If you have a list of usernames in the file LoginName.txt in the form jan janak janne then you can give all of them the same size of quota as klaus with the command
for x in `cat LoginName.txt `;do edquota -p klaus $x;doneIf you now look at the status of the quotas, you will see that all of the users have got the same quota as klaus
tjener:~# repquota /skole/tjener/home0
*** Report for user quotas on device /dev/vg_data/lv_home0
Block grace time: 7days; Inode grace time: 7days
Block limits File limits
User used soft hard grace used soft hard grace
----------------------------------------------------------------------
root -- 1198381 0 0 12832 0 0
daemon -- 4 0 0 5 0 0
bin -- 1 0 0 1 0 0
man -- 1000 0 0 28 0 0
lp -- 81 0 0 198 0 0
mail -- 5233 0 0 444 0 0
news -- 1 0 0 1 0 0
proxy -- 126788 0 0 4722 0 0
junkbust -- 5 0 0 3 0 0
klaus +- 1993 1500 2000 268 0 0
test16 -- 5 1500 2000 4 0 0
test15 -- 5 1500 2000 4 0 0
test14 -- 5 1500 2000 4 0 0
test13 -- 5 1500 2000 4 0 0
If you use LDAP then you can quickly get a list of your users with the command
getent passwd|grep home0|cut -d":" -f1>LoginName.txtcheck that LoginName.txtis the way you want it to be.
Good commands for learning more about disk quotas for users and groups are
man edquota
man quota
man quotacheck
man quotaoff
man quotaon
man quotastats
man quotatool
man repquota
Sometimes a program can get very troublesome and start writing enormous amount of error messages to the file .xsession-errors in a user's home directory.
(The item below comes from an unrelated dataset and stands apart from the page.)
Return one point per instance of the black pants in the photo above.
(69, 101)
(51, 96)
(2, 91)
Some programs, especially GIMP, are fully capable in the space of only a few minutes of creating such a large .xsession-erros file that the whole hard drive gets full. So, everything stops working. Then the root user has to go in to the main server and find that file and delete it. This is not exactly what you want to do on a regular schoolday.
So, even if such error message files as .xessions-errors are surely useful to have when you need to diagnose a problem, they are really more of a hassle in the schoolday. So, you need to get rid of it. You can do this by redirecting all messages that would otherwise be written to this file, right into the waste bin /dev/null.
By changing a few lines in the file /etc/X11/Xsession, set a comment symbol(#) in front of these lines, in this way:
#ERRFILE=$HOME/.xsession-errors
#
## attempt to create an error file; abort if we cannot
#if touch $ERRFILE 2> /dev/null && [ -w $ERRFILE ]; then
# chmod 600 "$ERRFILE"
#elif ERRFILE=$(tempfile 2> /dev/null); then
# if ! ln -sf "$ERRFILE" "${TMPDIR:=/tmp}/xsession-$USER"; then
# message "Xsession: unable to symlink \"$TMPDIR/xsession-$USER\" to" \
# "\"$ERRFILE\"."
# fi
#else
# errormsg "Xsession: unable to create X session log/error file. Aborting."
#fi
#
#exec > "$ERRFILE" 2>&1
And set in these two lines instead:
errfile="/dev/null" exec > "$errfile" 2>&1Now you don't need to be afraid that .xsession-errors will fill up your entire hard drive.